🤖 AI Summary
Existing driving style recognition methods rely solely on low-level sensor data and fail to model human experts’ semantic reasoning capabilities, leading to discrepancies between algorithmic judgments and expert cognition.
Method: We propose the first approach to incorporate natural-language behavioral descriptions—generated by a large language model (DriBehavGPT)—as privileged semantic information during training, enabling alignment between algorithmic outputs and human cognitive representations. Semantic features are integrated via text embedding, dimensionality reduction, and an SVM+ framework, without increasing inference overhead; inference still uses only raw sensor inputs.

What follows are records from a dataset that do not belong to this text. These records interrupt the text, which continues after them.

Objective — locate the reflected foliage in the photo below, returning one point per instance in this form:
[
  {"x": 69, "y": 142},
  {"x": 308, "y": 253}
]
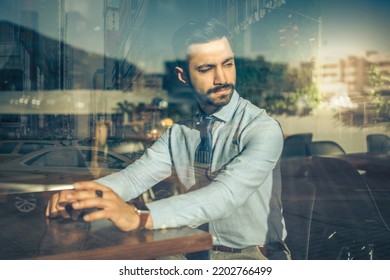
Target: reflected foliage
[{"x": 276, "y": 87}]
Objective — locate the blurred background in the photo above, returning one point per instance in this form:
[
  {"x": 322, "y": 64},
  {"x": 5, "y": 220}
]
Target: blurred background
[{"x": 87, "y": 85}]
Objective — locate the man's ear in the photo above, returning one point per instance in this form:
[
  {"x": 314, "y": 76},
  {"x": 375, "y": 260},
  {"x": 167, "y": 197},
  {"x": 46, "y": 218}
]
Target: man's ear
[{"x": 181, "y": 75}]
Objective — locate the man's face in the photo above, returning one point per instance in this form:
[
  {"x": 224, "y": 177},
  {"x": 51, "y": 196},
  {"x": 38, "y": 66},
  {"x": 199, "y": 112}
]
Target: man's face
[{"x": 212, "y": 73}]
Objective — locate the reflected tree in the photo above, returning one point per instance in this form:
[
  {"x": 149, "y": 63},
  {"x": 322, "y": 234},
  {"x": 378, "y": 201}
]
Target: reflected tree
[{"x": 377, "y": 82}]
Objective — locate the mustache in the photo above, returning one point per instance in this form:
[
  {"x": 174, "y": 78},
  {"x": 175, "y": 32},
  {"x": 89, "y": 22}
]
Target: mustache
[{"x": 221, "y": 87}]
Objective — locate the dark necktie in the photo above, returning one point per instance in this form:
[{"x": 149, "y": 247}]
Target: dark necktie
[
  {"x": 203, "y": 153},
  {"x": 202, "y": 163}
]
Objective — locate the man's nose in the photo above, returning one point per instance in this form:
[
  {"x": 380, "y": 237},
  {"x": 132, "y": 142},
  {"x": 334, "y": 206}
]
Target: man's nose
[{"x": 220, "y": 76}]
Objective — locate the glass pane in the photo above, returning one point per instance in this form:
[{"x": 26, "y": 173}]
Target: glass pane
[{"x": 103, "y": 75}]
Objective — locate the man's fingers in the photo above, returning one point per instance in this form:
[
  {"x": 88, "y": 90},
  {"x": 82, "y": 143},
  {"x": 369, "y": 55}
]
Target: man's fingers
[{"x": 89, "y": 185}]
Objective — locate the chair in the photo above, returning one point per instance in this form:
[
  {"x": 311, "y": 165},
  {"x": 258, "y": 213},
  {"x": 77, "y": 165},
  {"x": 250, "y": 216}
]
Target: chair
[
  {"x": 345, "y": 222},
  {"x": 294, "y": 154},
  {"x": 324, "y": 148},
  {"x": 378, "y": 143}
]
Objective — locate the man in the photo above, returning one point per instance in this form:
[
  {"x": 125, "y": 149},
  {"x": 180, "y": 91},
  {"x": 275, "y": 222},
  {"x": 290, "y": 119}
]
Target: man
[{"x": 237, "y": 194}]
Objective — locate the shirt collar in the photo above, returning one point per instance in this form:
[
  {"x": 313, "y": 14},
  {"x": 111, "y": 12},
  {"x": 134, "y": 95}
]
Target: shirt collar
[{"x": 227, "y": 111}]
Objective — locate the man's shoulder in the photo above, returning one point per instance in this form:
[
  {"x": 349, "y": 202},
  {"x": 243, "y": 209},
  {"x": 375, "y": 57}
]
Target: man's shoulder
[{"x": 248, "y": 108}]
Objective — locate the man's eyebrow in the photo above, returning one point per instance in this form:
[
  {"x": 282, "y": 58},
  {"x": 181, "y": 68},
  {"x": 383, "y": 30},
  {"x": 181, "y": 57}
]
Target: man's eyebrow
[
  {"x": 213, "y": 65},
  {"x": 228, "y": 59},
  {"x": 204, "y": 66}
]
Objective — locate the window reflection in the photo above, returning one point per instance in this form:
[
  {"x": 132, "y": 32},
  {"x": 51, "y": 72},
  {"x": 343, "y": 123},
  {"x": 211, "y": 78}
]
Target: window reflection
[{"x": 99, "y": 75}]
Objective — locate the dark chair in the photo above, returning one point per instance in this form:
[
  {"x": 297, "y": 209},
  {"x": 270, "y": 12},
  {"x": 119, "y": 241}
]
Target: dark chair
[
  {"x": 296, "y": 145},
  {"x": 378, "y": 143},
  {"x": 324, "y": 148},
  {"x": 345, "y": 222}
]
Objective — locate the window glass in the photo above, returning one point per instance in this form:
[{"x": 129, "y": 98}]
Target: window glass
[
  {"x": 101, "y": 76},
  {"x": 7, "y": 147}
]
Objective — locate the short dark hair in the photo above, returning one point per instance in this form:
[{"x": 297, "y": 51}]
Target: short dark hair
[{"x": 194, "y": 32}]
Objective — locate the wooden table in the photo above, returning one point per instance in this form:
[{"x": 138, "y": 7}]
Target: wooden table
[{"x": 66, "y": 239}]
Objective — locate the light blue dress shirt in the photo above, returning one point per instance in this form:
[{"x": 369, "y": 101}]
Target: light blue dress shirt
[{"x": 243, "y": 202}]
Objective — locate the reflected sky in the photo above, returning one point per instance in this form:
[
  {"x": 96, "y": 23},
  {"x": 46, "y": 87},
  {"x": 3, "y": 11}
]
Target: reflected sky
[{"x": 348, "y": 27}]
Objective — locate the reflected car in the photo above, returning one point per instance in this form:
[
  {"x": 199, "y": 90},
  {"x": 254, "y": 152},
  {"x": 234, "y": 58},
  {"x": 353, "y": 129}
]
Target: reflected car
[
  {"x": 11, "y": 149},
  {"x": 51, "y": 169}
]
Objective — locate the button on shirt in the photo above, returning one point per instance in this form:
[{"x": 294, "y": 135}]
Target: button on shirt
[{"x": 242, "y": 203}]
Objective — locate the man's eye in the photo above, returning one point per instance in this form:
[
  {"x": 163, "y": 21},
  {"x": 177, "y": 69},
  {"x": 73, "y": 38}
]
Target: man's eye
[{"x": 204, "y": 70}]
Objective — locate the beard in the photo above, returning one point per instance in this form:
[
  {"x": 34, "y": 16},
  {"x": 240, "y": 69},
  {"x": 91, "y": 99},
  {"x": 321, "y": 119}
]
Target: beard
[{"x": 219, "y": 99}]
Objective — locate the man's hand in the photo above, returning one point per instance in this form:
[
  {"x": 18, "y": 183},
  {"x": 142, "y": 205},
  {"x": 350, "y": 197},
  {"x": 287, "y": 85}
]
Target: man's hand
[{"x": 90, "y": 194}]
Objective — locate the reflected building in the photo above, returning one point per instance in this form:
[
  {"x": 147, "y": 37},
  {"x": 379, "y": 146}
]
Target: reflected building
[
  {"x": 32, "y": 57},
  {"x": 353, "y": 77}
]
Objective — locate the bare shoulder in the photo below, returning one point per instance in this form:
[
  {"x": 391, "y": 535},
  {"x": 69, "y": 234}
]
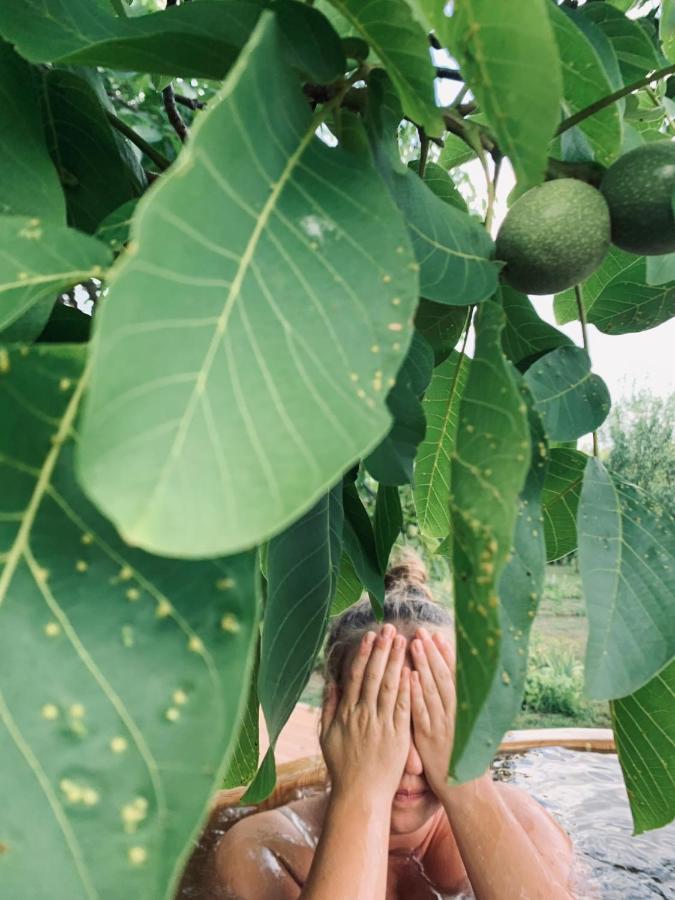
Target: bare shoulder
[
  {"x": 532, "y": 815},
  {"x": 252, "y": 861},
  {"x": 269, "y": 854}
]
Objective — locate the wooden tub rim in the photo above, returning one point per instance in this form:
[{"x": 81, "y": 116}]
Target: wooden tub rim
[{"x": 310, "y": 771}]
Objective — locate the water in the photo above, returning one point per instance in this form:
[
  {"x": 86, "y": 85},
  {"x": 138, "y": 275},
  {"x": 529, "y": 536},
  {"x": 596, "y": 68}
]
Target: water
[{"x": 584, "y": 791}]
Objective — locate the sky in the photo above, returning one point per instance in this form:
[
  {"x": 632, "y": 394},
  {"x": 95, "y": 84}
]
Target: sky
[{"x": 625, "y": 362}]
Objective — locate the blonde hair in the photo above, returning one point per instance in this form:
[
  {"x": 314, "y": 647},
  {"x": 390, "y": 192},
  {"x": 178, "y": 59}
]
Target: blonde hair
[{"x": 407, "y": 600}]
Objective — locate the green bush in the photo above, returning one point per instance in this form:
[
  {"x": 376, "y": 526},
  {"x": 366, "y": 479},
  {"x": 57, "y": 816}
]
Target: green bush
[{"x": 554, "y": 682}]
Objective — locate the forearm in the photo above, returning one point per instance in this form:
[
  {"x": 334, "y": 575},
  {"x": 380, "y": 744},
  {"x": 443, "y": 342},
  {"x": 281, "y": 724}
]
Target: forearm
[
  {"x": 351, "y": 859},
  {"x": 500, "y": 859}
]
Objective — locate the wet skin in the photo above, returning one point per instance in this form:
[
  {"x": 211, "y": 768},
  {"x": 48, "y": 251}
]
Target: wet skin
[{"x": 423, "y": 855}]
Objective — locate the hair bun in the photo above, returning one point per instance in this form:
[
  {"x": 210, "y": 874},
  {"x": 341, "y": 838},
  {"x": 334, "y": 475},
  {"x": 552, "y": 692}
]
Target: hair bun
[{"x": 408, "y": 571}]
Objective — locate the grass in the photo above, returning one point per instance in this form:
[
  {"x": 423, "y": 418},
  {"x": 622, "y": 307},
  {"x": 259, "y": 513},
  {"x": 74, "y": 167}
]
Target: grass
[{"x": 554, "y": 688}]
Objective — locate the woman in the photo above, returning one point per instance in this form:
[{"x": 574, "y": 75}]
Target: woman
[{"x": 391, "y": 828}]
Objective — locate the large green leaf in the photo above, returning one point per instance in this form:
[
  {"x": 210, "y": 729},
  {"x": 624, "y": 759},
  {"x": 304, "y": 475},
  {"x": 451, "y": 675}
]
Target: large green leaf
[
  {"x": 29, "y": 185},
  {"x": 615, "y": 264},
  {"x": 361, "y": 546},
  {"x": 527, "y": 336},
  {"x": 302, "y": 569},
  {"x": 391, "y": 462},
  {"x": 39, "y": 260},
  {"x": 387, "y": 522},
  {"x": 249, "y": 279},
  {"x": 489, "y": 466},
  {"x": 98, "y": 168},
  {"x": 507, "y": 52},
  {"x": 644, "y": 730},
  {"x": 636, "y": 53},
  {"x": 560, "y": 500},
  {"x": 520, "y": 590},
  {"x": 569, "y": 398},
  {"x": 453, "y": 250},
  {"x": 124, "y": 675},
  {"x": 201, "y": 40},
  {"x": 441, "y": 325},
  {"x": 432, "y": 465},
  {"x": 402, "y": 47},
  {"x": 244, "y": 759},
  {"x": 627, "y": 563},
  {"x": 585, "y": 81}
]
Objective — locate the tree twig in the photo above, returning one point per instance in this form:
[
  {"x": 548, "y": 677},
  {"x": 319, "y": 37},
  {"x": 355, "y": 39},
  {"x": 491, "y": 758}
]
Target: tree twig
[
  {"x": 158, "y": 158},
  {"x": 584, "y": 337},
  {"x": 172, "y": 113},
  {"x": 592, "y": 108}
]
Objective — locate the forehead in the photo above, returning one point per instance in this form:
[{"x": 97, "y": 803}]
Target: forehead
[{"x": 408, "y": 630}]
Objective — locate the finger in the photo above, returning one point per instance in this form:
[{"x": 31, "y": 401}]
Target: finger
[
  {"x": 354, "y": 680},
  {"x": 402, "y": 707},
  {"x": 432, "y": 698},
  {"x": 420, "y": 713},
  {"x": 329, "y": 707},
  {"x": 439, "y": 668},
  {"x": 446, "y": 649},
  {"x": 392, "y": 677},
  {"x": 376, "y": 666}
]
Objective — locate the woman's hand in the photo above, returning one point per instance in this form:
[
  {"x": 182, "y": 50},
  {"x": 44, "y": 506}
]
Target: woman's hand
[
  {"x": 365, "y": 734},
  {"x": 434, "y": 700}
]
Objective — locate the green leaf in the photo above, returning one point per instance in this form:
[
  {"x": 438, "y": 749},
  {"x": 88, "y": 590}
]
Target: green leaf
[
  {"x": 388, "y": 522},
  {"x": 79, "y": 134},
  {"x": 455, "y": 152},
  {"x": 660, "y": 269},
  {"x": 667, "y": 29},
  {"x": 560, "y": 500},
  {"x": 441, "y": 325},
  {"x": 30, "y": 185},
  {"x": 627, "y": 564},
  {"x": 635, "y": 51},
  {"x": 507, "y": 52},
  {"x": 489, "y": 466},
  {"x": 348, "y": 588},
  {"x": 281, "y": 238},
  {"x": 38, "y": 261},
  {"x": 403, "y": 49},
  {"x": 440, "y": 183},
  {"x": 360, "y": 546},
  {"x": 520, "y": 590},
  {"x": 391, "y": 462},
  {"x": 114, "y": 229},
  {"x": 302, "y": 569},
  {"x": 433, "y": 462},
  {"x": 614, "y": 265},
  {"x": 644, "y": 731},
  {"x": 244, "y": 759},
  {"x": 628, "y": 304},
  {"x": 66, "y": 325},
  {"x": 526, "y": 336},
  {"x": 199, "y": 40},
  {"x": 585, "y": 81},
  {"x": 453, "y": 250},
  {"x": 124, "y": 675},
  {"x": 311, "y": 43},
  {"x": 569, "y": 398}
]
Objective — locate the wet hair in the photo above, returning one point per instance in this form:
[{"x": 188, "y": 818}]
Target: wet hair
[{"x": 407, "y": 601}]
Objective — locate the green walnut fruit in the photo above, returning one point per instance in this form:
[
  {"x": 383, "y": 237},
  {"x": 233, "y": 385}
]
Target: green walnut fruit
[
  {"x": 554, "y": 236},
  {"x": 638, "y": 189}
]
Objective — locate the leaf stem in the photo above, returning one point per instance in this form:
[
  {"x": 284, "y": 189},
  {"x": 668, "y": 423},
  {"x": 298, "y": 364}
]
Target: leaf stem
[
  {"x": 591, "y": 110},
  {"x": 424, "y": 151},
  {"x": 158, "y": 158},
  {"x": 584, "y": 337}
]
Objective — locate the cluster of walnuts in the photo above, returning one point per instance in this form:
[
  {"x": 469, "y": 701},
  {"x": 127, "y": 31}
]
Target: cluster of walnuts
[{"x": 558, "y": 233}]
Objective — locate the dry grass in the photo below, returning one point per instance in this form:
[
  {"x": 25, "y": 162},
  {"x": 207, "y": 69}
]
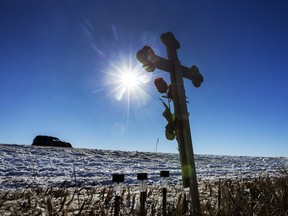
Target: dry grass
[{"x": 265, "y": 196}]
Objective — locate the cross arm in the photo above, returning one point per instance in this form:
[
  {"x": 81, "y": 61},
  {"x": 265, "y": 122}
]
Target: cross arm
[{"x": 151, "y": 61}]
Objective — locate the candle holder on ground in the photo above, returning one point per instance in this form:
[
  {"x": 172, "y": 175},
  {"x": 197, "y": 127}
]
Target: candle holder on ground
[
  {"x": 142, "y": 180},
  {"x": 117, "y": 180},
  {"x": 164, "y": 184}
]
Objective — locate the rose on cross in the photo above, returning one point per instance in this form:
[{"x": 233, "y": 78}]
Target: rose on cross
[{"x": 166, "y": 91}]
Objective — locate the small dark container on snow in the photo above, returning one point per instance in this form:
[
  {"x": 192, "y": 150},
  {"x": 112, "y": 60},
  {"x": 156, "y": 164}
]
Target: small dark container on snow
[
  {"x": 142, "y": 179},
  {"x": 117, "y": 180}
]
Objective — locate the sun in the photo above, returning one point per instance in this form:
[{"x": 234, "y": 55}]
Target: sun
[{"x": 128, "y": 81}]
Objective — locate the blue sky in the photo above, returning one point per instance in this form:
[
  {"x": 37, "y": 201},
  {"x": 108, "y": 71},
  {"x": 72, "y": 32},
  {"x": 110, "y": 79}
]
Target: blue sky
[{"x": 61, "y": 60}]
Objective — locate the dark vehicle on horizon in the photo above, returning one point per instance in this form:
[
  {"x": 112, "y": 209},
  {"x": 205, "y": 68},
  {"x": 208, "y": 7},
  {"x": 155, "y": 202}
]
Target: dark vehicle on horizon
[{"x": 41, "y": 140}]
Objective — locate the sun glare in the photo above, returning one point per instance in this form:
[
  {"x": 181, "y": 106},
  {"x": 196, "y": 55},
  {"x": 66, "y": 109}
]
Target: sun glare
[{"x": 128, "y": 80}]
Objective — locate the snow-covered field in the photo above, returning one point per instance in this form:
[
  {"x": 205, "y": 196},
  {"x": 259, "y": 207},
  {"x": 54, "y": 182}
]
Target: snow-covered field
[{"x": 23, "y": 166}]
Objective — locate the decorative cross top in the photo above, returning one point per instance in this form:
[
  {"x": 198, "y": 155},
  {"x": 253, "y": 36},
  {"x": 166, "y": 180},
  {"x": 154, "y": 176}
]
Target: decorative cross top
[
  {"x": 172, "y": 65},
  {"x": 151, "y": 61}
]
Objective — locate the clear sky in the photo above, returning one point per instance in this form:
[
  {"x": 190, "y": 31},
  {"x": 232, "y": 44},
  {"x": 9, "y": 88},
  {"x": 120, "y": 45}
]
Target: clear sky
[{"x": 62, "y": 64}]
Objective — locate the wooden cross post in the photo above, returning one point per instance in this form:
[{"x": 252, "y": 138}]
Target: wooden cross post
[{"x": 172, "y": 65}]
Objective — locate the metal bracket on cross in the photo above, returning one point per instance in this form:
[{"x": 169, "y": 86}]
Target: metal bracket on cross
[{"x": 172, "y": 65}]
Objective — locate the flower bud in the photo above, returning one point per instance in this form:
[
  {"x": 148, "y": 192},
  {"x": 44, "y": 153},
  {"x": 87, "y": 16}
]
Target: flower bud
[{"x": 161, "y": 85}]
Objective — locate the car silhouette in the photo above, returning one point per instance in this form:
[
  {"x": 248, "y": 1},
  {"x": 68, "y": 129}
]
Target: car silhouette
[{"x": 41, "y": 140}]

Contribution/Results: Evaluated on real-world driving data, our method improves F1 scores by 7.6% in car-following and 7.9% in lane-changing scenarios over conventional approaches. This work establishes the first learnable mapping between driving behavior perception and semantic understanding, introducing a novel paradigm for interpretable, cognition-aligned intelligent driving recognition.
📝 Abstract
Existing driving style recognition systems largely depend on low-level sensor-derived features for training, neglecting the rich semantic reasoning capability inherent to human experts. This discrepancy results in a fundamental misalignment between algorithmic classifications and expert judgments. To bridge this gap, we propose a novel framework that integrates Semantic Privileged Information (SPI) derived from large language models (LLMs) to align recognition outcomes with human-interpretable reasoning. First, we introduce DriBehavGPT, an interactive LLM-based module that generates natural-language descriptions of driving behaviors. These descriptions are then encoded into machine learning-compatible representations via text embedding and dimensionality reduction. Finally, we incorporate them as privileged information into Support Vector Machine Plus (SVM+) for training, enabling the model to approximate human-like interpretation patterns. Experiments across diverse real-world driving scenarios demonstrate that our SPI-enhanced framework outperforms conventional methods, achieving F1-score improvements of 7.6% (car-following) and 7.9% (lane-changing). Importantly, SPI is exclusively used during training, while inference relies solely on sensor data, ensuring computational efficiency without sacrificing performance. These results highlight the pivotal role of semantic behavioral representations in improving recognition accuracy while advancing interpretable, human-centric driving systems.